Last week, I was fortunate enough to get multiple offers, on one of my "short sale" listings. I received three offers on the same day. That's always a real good thing. I discussed the negotiating options with the Seller and we decided to ask for "highest and best" and gave the Buyers 78 hours to resubmit their offers. Well, the strategy worked pretty well, and one of the offers was increased by $11,000, which was just high enough for the Seller to be able to accept it. Being that the property is going to require a "short sale" it was important to get as high an offer as possible and as close to market value as we could. One of the keys in getting the bank to accept a "short sale" is to get them a realistic offer based on current market conditions. Low ball offers will not work.
Anyway, the three most recent sales were at $189,000, $193,000 and $200,000 in that order, from most recent sale. These sales show a distinct pattern of decreasing property values. The price, we have negotiated, is $200,000 with the Seller contributing $7,000 towards the Buyer's closing costs, this is effectively a selling price of $193,00 and is right in line with the recent comps. So hopefully, we will be able to get the Lender to accept the deal.

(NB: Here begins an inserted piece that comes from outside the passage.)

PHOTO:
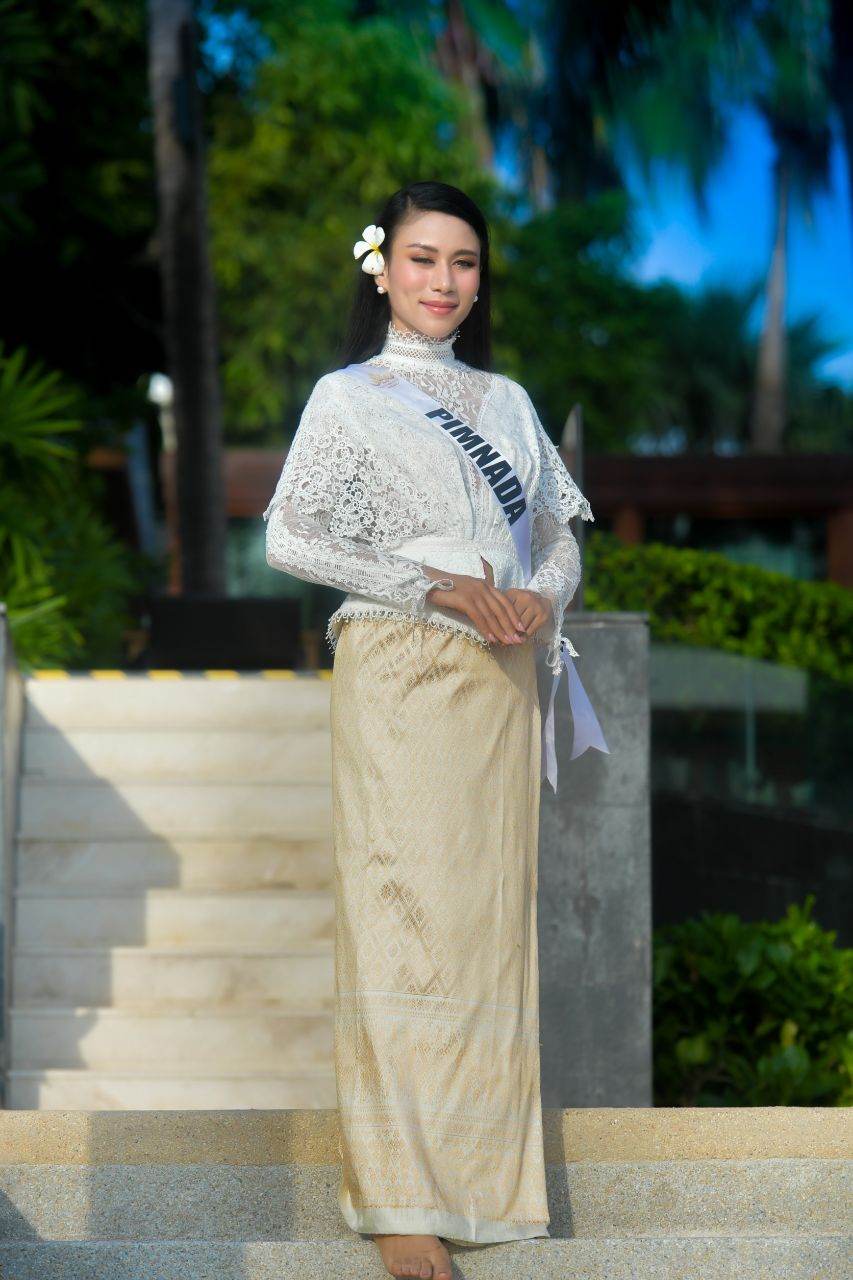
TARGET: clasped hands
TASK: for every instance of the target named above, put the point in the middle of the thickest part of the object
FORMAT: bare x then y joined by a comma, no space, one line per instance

Here are the specifics relating to this transaction:
- The house was purchased as new construction in early 2006 for $225,000.
- It was purchased with $5,000 down including closing costs and the existing mortgages total $220,000.
- The first mortgage is with Countrywide and had a starting balance of $157,000.
- The second mortgage is with American Home Mortgage and had a starting balance $63,000.
- When he bought the house is was probably only worth $205,000 to $210,000. A little fishy appraisal action took place here, in my opinion.
- After all costs and paying off Countrywide there will only be about $18,000 left for the 2nd mortgage.
- There are currently 1,600 active listings and only 125 pendings in this neighborhood and the property has been on the market for 8 months. 3 with me.
So, basically, we are asking the 2nd Lender to take a $45,000 loss on a property they probably should not have financed to begin with.
What do you think? Any hope showing? Or, are we a dollar short and many days late?